There’s a moment DJ Paulette describes from early in her career that tells you everything about how she became who she is. Standing on a podium in a Manchester club, she heard DJ Tim Lennox drop Kevin Saunderson’s Inner City “Pennies from Heaven” track again and again, on repeat. It was a moment that reoriented everything: what records she would collect, what DJ she would become, what life she would build around the music. Having now remixed that track herself due for release on Armada Music, she has gone a full creative circle.

That career has taken her from the Hacienda’s legendary Flesh nights where she became one of only two women to hold a monthly residency there, following by residencies at Brighton’s Zap Club, London’s Heaven and Ministry of Sound, and then on to Paris and Ibiza before she returned to Manchester, the city she was born in and still calls home. Along the way she has played Warehouse Project, Glastonbury, Drumsheds, Glitterbox at Hi Ibiza, Defected in Malta, El Row, Kaiku in Helsinki, and Blitz Club in Munich. She has done B2Bs with Jaguar, The Blessed Madonna, and Erol Alkan, with more lined up for 2026.

“I heard the DJ Tim Lennox play Inner City Kevin Saunderson on repeat — and that kind of set the tone for the record collection I was about to build, and also the career I was about to follow.”

— DJ Paulette

What’s striking about Paulette’s trajectory is the consistency of it. Dance music goes in cycles. Scenes shift, tastes move, faces fade but Paulette has navigated every transition with what her biography quietly calls “a keen talent for reinvention and replicating excellence.” She doesn’t chase trends; she occupies a position so grounded in taste and craft that the trends tend to orbit her instead. Her second Essential Mix aired on BBC Radio 1 in February 2023, more than two decades after most DJs of her generation had peaked. She held monthly residencies with Reform Radio and Gilles Peterson’s Worldwide FM, and currently produces a Global Residency show with The Radio Department for Apple Music. She’s a regular stand-in presenter on BBC 6 Music.

Dj Paulette

The awards keep coming (five major ones in three years alone) but it would be a mistake to read them as a valediction. Paulette is not winding down; she’s widening out. Her debut book, Welcome To The Club: The life and lessons of a black woman DJ, published by Manchester University Press, was met with critical acclaim on arrival in early 2024, and landed in paperback and audiobook in April 2025.

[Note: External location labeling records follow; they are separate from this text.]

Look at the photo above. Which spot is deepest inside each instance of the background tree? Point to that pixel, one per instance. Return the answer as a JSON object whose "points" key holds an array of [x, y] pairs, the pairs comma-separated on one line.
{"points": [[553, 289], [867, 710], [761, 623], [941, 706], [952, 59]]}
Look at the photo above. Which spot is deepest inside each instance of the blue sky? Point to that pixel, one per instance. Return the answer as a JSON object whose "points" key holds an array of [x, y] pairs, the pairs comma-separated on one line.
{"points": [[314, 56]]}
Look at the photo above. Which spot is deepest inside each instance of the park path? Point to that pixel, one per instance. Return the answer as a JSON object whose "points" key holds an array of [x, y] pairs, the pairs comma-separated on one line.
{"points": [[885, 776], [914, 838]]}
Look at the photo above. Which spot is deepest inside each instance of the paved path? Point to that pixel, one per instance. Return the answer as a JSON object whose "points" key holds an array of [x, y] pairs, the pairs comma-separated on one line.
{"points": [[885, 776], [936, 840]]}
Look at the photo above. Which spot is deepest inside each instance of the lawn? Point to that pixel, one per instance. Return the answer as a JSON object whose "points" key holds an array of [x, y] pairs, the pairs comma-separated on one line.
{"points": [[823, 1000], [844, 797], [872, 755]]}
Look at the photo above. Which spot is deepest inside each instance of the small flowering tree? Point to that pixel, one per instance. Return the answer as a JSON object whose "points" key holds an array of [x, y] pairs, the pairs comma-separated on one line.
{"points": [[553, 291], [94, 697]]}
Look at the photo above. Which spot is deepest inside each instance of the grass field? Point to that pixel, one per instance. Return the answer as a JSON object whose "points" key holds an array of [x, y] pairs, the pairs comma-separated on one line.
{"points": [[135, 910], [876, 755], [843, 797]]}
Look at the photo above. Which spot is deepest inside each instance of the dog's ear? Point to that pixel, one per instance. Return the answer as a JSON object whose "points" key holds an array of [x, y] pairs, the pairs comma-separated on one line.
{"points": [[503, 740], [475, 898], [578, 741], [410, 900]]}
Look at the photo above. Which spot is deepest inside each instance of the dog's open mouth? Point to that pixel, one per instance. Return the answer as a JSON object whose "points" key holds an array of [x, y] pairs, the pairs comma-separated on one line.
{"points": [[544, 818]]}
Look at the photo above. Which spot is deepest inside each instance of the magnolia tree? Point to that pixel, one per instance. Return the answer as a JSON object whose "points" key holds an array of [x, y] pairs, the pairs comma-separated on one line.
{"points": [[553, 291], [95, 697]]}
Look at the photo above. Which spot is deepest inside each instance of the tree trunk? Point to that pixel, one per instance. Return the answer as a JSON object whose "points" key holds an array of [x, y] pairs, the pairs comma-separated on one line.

A second book is already underway. She sits on the Musicians’ Union’s Regional and Live Events Committees (North) and mentors emerging talent through shesaidso’s Power Up programme. She is a regular contributor to shows hosted by Craig Charles, Jamz Supernova, Eats Everything, and Afrodeutsche, among others. And in a gesture that feels less like recognition and more like permanence, her face now looks back at Manchester from a mural by Akse-P19 in Deansgate — the same artist behind landmarks honouring George Floyd, Ian Curtis, Marcus Rashford, and Victoria Wood.

It’s the kind of honour that can feel like a full stop. For Paulette, it reads more like a comma. February 2026 arrived with a nomination for the Emmeline Pankhurst Award from I Love Manchester, followed by Gaydio lifetime award in March. She now also hosts a monthly residency on Gaydio first Friday every month. Her diary for 2026 is already filling with the kind of bookings and collaborations that suggest a woman with plenty left to say.

For anyone trying to find their own footing in dance music, her advice is disarmingly direct — hard-won wisdom stripped of any romance about the struggle, and delivered with the matter-of-fact authority of someone who has actually lived it.

“Find a club. Do a living room party. Make it your own. Stamp it with your personality and keep doing it. It will sometimes fail. Don’t lose hope — do it again. Keep doing it.”

— DJ Paulette

There’s no algorithm for what Paulette has built. Just three decades of showing up, smashing sets, refusing to disappear, and — when the moment demanded it — reinventing entirely. Whatever DJ Paulette has planned next, one thing is certain, it will be as bold and genuine as she always has been.